Raspberry viruses

Maintaining a healthy bed of raspberry plants is often difficult due to their susceptibility to virus infection. Many different viruses can cause a decline in vigour and yield. The symptoms produced by virus infection can be very variable.

Raspberry viruses

Quick facts

Common name Raspberry viruses
Scientific name Various
Plants affected Raspberries, blackberries and hybrid berries
Main symptoms Yellow or pale green spots, blotches, mottles or mosaics on the leaves. Stunted growth and yield loss
Caused by Viruses
Timing Seen mainly in mid- to late summer and autumn

What are raspberry viruses?

Raspberry viruses are virus diseases affecting raspberries and sometimes other cane fruit such as blackberries and hybrid berries. Plant viruses require an agent known as a vector to introduce them into the plant – most raspberry viruses have aphids (greenfly) or soil-dwelling nematodes (eelworms) as their vectors.

Any planting of raspberries is likely to decline over time as result of virus infection. The key is to start with virus-free planting material, and to recognise when the effects of virus infection make it worthwhile to replace the plants. Typically, plants need replacing every 7 to 12 years.


The symptoms of infection by raspberry viruses are extremely variable, as they depend on a range of factors such as the virus or viruses present, the raspberry cultivar affected and the environmental conditions. However, you may see the following symptoms:

  • Yellow or pale green spotting, blotching, mottling or flecking of the leaves
  • Yellowing along the leaf veins
  • Downward curling of the leaf margins
  • Puckering or crumpling of the leaf blade
  • Proliferation of weak, spindly shoots
  • Stunted growth and reduced fruit production
  • Dry, ‘crumbly’ fruit
  • Death of canes

N.B. Yellow blotching and distortion of leaves can also be caused by the raspberry leaf and bud mite (Phyllocoptes gracilis). This is much less serious, but the mites cannot usually be seen without the aid of a microscope. Plants affected by the mite usually grow to their normal height and produce satisfactory crops, unlike the gradual stunting and yield loss caused by virus infection.


Non-chemical control

  • Always buy plants that are certified as virus-free. It is unwise to accept gifts of plants from established plantings, as these are very likely to be carrying virus infection
  • Destroy plants as soon as yields start to fall. Plant replacements in a new site. If only one or two plants show symptoms then removing these may slow the spread of infection through the planting
  • Control weeds, which may act as alternative hosts for some of the viruses affecting raspberries
  • If possible, avoid replanting raspberries on the same site. Since it is not practical to determine which virus is present on the basis of symptoms (as these are so variable), it would be prudent to assume that some of the viruses spread by nematodes may be involved. These will persist in the soil and infect new plants. Unfortunately, this may involve dismantling and re-erecting fruit cages
  • Cultivars vary in their resistance to the various viruses. However, the use of resistant cultivars is impractical if the virus responsible has not been identified (which can only be done with certainty by expensive laboratory tests)

Chemical control

There are no chemicals available for the control of virus diseases. Use of insecticides to control the aphid vectors of some viruses is not possible as those products available to gardeners lack the necessary persistence.

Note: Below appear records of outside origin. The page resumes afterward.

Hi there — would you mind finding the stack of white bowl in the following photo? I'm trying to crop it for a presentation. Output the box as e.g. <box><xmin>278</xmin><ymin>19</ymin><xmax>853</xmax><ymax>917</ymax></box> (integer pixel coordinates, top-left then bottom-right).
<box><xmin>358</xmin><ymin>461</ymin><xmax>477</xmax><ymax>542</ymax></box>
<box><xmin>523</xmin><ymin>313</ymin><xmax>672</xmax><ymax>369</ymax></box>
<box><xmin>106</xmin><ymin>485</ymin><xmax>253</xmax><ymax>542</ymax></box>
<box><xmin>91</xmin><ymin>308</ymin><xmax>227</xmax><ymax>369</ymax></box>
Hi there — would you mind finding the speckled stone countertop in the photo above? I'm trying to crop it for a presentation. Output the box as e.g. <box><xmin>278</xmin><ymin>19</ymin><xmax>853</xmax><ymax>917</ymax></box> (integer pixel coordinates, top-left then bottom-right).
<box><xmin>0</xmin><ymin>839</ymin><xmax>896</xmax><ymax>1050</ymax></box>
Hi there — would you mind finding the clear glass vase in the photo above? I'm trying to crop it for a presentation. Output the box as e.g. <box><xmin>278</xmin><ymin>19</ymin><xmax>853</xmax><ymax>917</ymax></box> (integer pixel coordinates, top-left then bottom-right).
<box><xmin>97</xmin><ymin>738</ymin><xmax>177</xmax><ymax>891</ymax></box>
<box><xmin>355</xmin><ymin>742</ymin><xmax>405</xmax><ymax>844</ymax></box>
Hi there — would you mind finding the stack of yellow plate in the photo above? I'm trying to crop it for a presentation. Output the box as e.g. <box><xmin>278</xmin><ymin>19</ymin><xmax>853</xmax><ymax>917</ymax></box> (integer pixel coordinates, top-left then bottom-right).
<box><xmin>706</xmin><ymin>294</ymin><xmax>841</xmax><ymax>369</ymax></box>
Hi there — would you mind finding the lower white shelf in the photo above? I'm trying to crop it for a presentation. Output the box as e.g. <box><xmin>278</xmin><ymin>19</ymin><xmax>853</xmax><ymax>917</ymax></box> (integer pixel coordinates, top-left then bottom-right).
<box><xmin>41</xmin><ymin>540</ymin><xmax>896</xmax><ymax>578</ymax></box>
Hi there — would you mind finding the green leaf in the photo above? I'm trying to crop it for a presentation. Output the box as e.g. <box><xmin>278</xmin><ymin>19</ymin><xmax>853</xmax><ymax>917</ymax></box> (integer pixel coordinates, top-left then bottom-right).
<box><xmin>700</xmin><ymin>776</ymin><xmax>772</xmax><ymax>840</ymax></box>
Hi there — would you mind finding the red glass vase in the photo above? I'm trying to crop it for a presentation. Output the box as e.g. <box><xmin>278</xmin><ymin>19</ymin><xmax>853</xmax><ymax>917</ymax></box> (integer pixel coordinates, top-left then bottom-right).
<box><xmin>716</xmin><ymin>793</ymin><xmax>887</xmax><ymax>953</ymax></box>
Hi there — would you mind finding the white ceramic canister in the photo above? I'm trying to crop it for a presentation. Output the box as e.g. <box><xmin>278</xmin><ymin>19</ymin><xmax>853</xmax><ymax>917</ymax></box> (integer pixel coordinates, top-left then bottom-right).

Plant viruses are minute parasitic entities consisting only of a nucleic acid core and a protein coat. They cannot reproduce except in the cells of the host plant, where they 'hijack' the cell's synthetic mechanisms to produce more virus particles, causing a variety of symptoms in the process.

The names of many raspberry virus diseases are based on the symptoms seen in affected plants, rather than the name of the causal virus. For example raspberry mosaic, probably the most common and damaging virus disease, can be caused by at least five different viruses (the more important being Rubus yellow net virus and Raspberry leaf spot virus).

One disease of raspberries, called Rubus stunt, is caused by a phytoplasma (these share some characteristics of both viruses and bacteria).

Viruses and phytoplasmas require a vector to transfer them between plants. The vectors of raspberry viruses include:

  • Aphids: All of the viruses causing raspberry mosaic are aphid-transmitted
  • Soil-borne nematodes (eelworms): The most common is Arabis mosaic virus
  • Leafhoppers: These are common vectors of phytoplasmas, including Rubus stunt

Some viruses can also invade the seed of raspberries and one, Apple chlorotic leaf spot virus (which causes a disease called raspberry bushy dwarf) can spread from plant to plant in infected pollen grains.

Some of the viruses affecting raspberries (e.g. Arabis mosaic virus, Cucumber mosaic virus) have very wide host ranges, and can affect a large number of garden plants and even weeds.